The lab will explore new magnetic storage media for computers. The grant was awarded to David Jiles and John Snyder, who are researchers at both Ames Laboratory and ISU.
"Magnetoelectronics is a very, very hot area," Jiles said. "We've all got computers and we all want to be able to store more and more data on them. Ames Laboratory and Iowa State need to get into this area because there's a huge market for this cutting-edge technology."
Much of the work in the new lab will involve using an ion-beam deposition system to produce thin-film materials that will expand computer data-storage capacities. The types of storage media that will be explored could boost computer storage capacity by 10 to 50 times the capacities of today's computers, Jiles said.

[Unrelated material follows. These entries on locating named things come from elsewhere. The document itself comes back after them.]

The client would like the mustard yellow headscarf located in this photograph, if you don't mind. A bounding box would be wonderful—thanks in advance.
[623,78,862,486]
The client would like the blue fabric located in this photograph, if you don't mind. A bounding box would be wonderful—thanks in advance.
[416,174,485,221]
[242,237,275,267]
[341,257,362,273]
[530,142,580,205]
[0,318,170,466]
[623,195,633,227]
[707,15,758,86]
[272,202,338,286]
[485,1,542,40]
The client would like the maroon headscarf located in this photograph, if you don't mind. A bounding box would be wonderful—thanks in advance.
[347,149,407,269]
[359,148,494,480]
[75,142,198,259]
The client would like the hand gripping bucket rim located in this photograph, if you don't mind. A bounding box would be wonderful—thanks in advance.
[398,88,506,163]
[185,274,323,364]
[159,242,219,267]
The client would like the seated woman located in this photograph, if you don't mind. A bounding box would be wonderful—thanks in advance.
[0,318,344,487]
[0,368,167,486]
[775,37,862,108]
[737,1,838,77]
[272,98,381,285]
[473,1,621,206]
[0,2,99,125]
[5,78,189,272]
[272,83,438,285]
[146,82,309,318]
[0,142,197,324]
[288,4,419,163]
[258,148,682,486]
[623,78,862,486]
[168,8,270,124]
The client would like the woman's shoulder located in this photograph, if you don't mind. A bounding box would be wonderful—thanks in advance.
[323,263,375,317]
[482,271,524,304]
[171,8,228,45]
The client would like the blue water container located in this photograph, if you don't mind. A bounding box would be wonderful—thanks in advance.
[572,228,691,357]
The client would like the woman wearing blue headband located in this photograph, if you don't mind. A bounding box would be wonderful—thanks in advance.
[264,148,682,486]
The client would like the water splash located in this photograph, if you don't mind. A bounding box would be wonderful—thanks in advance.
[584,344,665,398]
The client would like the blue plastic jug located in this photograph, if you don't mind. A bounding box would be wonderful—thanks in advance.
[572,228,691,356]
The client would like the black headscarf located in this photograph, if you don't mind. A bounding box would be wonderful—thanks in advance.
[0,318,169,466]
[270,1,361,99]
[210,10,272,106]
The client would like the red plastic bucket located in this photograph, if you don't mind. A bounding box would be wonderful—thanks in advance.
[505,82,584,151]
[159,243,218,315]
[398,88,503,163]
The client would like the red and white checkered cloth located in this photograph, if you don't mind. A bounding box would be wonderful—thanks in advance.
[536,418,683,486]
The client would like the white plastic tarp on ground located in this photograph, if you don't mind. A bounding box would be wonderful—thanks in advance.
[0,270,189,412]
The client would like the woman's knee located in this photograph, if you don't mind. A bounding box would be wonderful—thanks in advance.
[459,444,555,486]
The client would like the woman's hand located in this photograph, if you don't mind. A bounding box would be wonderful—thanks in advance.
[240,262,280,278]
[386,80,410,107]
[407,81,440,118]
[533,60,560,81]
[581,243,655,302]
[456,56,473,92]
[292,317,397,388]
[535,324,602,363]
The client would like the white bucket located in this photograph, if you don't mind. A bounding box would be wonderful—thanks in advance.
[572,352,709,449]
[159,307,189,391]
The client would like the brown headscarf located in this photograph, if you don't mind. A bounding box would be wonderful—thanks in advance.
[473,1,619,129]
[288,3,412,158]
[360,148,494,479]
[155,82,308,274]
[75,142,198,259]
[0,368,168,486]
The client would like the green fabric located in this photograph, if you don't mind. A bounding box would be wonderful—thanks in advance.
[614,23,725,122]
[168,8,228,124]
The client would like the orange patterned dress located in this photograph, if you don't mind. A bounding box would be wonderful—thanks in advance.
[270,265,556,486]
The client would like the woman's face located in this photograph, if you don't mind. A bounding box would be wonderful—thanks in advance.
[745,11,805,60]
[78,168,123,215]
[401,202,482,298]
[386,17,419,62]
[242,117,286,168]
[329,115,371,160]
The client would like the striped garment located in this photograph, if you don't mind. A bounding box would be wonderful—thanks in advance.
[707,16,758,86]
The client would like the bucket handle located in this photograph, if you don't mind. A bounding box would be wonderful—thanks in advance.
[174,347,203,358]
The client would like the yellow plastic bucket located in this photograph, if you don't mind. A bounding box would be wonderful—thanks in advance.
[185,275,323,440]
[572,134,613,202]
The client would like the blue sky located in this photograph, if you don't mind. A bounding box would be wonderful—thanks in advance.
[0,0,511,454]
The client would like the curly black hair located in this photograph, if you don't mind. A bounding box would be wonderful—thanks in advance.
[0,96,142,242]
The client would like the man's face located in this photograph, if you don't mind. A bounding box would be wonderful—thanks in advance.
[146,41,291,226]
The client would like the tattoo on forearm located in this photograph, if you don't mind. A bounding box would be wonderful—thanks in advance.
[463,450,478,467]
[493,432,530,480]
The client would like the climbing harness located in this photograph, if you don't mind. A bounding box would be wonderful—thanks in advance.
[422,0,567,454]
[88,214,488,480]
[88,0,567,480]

The Carver Charitable Trust, is the largest private foundation in Iowa, awarding grants that total more than $14 million annually in support of scientific research, scholarships, general education and other issues related to the needs of youth. During the past 12 years, the Carver Trust has awarded more than $13.5 million to support scientific research and educational initiatives at ISU.
The Iowa State University Foundation assists the university by securing and managing private gift support from individuals, corporations and foundations. It recently completed Campaign Destiny: To Become the Best by raising more than $458 million over five years.
Ames Laboratory is operated for the Department of Energy by Iowa State University. Ames Lab conducts research into various areas of national concern, including energy resources, high-speed computer design, environmental cleanup and restoration, and the synthesis and study of new materials.